Dr. Alice Howland: Hi, Alice. I’m you. And I have something very important to say to you. Huh… I guess you’ve reached that point when you can answer any of your questions. So this is the next logical step. I’m sure of it. Because what’s happening to you, the Alzheimer’s – you could see it as tragic. But your life has been anything but tragic. You’ve had a remarkable career, and a great marriage, and three beautiful children. All right. Listen to me, Alice. This is important. Make sure that you are alone and go to the bedroom. In your bedroom, there’s a dresser with a blue lamp. Open the top drawer. In the back of the drawer, there’s a bottle with pills in it. It says ‘take all pills with water’. Now, there are a lot of pills in that bottle, but it’s very important that you swallow them all, okay? And then, lie down and go to sleep. And don’t tell anyone what you’re doing, okay?

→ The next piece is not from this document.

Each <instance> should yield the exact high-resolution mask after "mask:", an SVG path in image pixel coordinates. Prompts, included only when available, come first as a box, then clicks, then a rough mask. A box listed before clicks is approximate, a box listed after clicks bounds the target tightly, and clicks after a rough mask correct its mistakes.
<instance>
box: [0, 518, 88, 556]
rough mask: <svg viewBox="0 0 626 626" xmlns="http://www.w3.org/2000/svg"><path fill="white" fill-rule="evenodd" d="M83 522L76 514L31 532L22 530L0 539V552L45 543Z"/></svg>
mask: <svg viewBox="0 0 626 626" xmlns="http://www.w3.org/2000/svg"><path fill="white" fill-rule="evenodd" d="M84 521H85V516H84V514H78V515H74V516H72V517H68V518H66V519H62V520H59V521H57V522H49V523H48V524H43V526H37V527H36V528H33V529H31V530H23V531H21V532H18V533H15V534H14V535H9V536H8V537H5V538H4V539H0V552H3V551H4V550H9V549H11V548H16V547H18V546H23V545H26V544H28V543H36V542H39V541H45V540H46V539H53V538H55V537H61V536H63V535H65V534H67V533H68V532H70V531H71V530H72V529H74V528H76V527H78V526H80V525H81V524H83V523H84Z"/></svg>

I take this as an opportunity to say that it also helped me in understanding the situation of Terry Pratchett. He was one of my favorite authors and I loved his books, also had the chance of meeting him once in Vienna and he was great, funny and he took his time with his fans. What a great guy he was. When I heard that he was diagnosed Alzheimer and how he coped with it I kinda followed his statements and what he was fighting for. For not being confronted with Alzheimer this movie helped to get a better picture.
There is one scene within the movie where Alice talks to her husband that she wishes to have cancer instead. I do not remember the diaologue exactly but I found this in the book.
“She wished she had cancer instead. She’d trade Alzheimer’s for cancer in a heartbeat. She felt ashamed for wishing this, and it was certainly a pointless bargaining, but she permitted herself the fantasy anyway. With cancer, she’d have something to fight. There was surgery, radiation, and chemotherapy. There was the chance that she could win. Her family and the community at Harvard would rally behind her battle and consider it noble. And even if it defeated her in the end, she’d be able to look them knowingly in the eye and say good-bye before she left.”
― Lisa Genova, Still Alice
Finally, to bring this to an end I recommend this movie to anyone who may had a relative or a friend who got sick and also to every other person who ever wanted to know something about Alzheimer. You get a glimpse but it is still a well done glimpse. In the best of times the movie doesn’t make you cry, it makes you think.
So thanks for not making it too emotional.